Sam Altman, PDG d'OpenAI, estime que les gouvernements ne devraient ni garantir ni renflouer les entreprises d'IA. Il ajoute que certains gouvernements pourraient envisager de développer une infrastructure d'IA par précaution et afin de prendre de l'avance sur le contrôle des capacités de calcul.
Le PDG d'OpenAI, Sam Altman, a déclaré qu'il n'avait pas sollicité de garanties gouvernementales pour les centres de données de l'entreprise.
«Nous pensons que les gouvernements ne devraient pas favoriser certaines entreprises au détriment d'autres, et que les contribuables ne devraient pas renflouer les sociétés qui prennent de mauvaises décisions commerciales ou qui subissent des pertes sur le marché. Si une entreprise échoue, d'autres pourront faire du bon travail», a déclaré Altman en réponse aux récentes inquiétudes concernant la viabilité des projets d'IA.
Comme Cryptopolitan l'a rapporté précédemment, le marché craint que certaines entreprises liées à l'IA n'alimentent leur propre demande, sans refléter une adoption organique par les utilisateurs ni de véritables besoins.
Les gouvernements ne devraient pas renflouer les entreprises d'IA
Altman a souligné qu'il pourrait être judicieux pour les gouvernements de construire et de posséder leur propre infrastructure d'IA stratégique, voire d'en conserver les bénéfices. Il estime que les gouvernements peuvent accomplir cette tâche à moindre coût et constituer une réserve nationale stratégique de puissance de calcul.

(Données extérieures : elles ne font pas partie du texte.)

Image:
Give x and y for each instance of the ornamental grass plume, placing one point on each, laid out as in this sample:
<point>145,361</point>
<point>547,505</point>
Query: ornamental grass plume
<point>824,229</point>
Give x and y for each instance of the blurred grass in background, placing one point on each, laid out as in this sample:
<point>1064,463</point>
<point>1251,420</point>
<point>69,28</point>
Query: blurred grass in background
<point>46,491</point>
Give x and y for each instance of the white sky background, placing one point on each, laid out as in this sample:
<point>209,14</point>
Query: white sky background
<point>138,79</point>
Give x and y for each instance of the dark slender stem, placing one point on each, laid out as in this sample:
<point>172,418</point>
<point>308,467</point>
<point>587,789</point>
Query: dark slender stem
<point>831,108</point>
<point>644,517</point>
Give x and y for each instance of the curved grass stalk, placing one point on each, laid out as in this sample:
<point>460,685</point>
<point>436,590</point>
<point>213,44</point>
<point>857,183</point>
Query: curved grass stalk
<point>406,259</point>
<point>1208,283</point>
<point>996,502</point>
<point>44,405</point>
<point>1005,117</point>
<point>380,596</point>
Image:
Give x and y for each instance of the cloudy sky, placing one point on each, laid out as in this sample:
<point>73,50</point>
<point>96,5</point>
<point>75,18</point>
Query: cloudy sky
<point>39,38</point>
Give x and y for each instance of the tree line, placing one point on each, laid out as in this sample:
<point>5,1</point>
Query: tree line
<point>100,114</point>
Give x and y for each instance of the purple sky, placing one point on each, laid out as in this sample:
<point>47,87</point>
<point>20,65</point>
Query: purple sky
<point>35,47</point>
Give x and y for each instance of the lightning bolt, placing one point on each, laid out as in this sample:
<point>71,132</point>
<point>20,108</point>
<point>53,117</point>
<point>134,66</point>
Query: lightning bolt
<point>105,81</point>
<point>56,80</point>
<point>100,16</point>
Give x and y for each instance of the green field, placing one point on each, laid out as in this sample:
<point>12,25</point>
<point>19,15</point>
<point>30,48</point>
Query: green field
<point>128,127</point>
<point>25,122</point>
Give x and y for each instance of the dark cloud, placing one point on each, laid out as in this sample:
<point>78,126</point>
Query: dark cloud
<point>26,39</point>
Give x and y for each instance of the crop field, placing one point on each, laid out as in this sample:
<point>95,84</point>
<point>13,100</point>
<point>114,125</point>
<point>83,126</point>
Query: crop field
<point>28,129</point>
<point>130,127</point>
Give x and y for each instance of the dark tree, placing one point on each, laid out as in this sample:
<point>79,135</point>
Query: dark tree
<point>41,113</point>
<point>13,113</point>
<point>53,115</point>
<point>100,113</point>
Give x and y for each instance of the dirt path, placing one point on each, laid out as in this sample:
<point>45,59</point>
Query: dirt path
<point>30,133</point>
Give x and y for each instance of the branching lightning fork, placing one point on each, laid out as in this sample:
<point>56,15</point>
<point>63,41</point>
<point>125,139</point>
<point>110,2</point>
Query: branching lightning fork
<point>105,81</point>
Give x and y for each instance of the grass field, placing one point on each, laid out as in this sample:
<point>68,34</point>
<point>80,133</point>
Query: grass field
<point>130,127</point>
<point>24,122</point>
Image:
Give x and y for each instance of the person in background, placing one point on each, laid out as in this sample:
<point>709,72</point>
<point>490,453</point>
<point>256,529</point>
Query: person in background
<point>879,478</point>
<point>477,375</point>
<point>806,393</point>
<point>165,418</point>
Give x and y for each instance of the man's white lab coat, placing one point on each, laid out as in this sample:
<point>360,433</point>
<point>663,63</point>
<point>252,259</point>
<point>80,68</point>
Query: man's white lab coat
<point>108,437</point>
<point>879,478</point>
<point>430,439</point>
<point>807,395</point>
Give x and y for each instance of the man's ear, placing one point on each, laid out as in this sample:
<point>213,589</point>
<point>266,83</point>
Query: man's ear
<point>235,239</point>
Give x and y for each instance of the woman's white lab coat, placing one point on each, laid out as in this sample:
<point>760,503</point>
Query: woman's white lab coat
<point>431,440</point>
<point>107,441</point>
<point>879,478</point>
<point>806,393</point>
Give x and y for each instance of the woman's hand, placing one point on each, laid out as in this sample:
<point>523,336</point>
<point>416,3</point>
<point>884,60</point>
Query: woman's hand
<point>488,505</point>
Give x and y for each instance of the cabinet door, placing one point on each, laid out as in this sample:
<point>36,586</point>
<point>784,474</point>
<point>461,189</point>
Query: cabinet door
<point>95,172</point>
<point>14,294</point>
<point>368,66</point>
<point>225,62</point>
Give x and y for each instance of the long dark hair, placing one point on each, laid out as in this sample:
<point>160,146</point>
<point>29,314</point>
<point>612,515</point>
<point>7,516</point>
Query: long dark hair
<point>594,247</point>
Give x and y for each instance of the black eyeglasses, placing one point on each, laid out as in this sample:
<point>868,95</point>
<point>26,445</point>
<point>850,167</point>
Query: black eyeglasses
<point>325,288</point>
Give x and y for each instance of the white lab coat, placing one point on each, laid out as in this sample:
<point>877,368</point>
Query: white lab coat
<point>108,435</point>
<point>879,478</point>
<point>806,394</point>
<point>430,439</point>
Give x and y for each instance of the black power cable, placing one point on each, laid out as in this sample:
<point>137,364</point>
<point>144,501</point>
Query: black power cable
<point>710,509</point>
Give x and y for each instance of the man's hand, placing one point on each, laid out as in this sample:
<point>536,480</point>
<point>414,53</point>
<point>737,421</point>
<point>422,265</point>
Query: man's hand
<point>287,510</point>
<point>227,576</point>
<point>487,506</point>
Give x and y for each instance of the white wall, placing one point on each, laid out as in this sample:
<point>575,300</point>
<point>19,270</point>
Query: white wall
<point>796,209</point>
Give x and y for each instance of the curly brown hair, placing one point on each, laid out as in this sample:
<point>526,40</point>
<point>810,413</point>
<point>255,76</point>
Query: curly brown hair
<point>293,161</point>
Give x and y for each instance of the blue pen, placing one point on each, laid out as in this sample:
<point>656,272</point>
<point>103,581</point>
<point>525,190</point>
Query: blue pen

Les centres de données gouvernementaux ne devraient pas favoriser les entreprises privées, a ajouté Altman dans un article plus long publié sur X. Ces commentaires faisaient suite aux propos de la directrice financière de l'entreprise, Sarah Friar, qui évoquait la possibilité de garanties gouvernementales ou d'outils de financement plus avantageux pour les activités liées à l'IA. Altman a rejeté toute demande d'intervention gouvernementale et a nié toute possibilité de renflouement.
Les discussions autour d'un plan de sauvetage ont suscité des craintes quant à la possibilité que l'IA soit en train de former une bulle et finisse par provoquer une crise encore plus grave si les entreprises ne tiennent pas leurs promesses.
Sam Altman plaide pour un renforcement des capacités en IA et des chaînes d'approvisionnement nationales
Altman a également suggéré que les États-Unis pourraient rapatrier la chaîne d'approvisionnement des semi-conducteurs sur leur territoire, évitant ainsi des achats complexes et l'incertitude.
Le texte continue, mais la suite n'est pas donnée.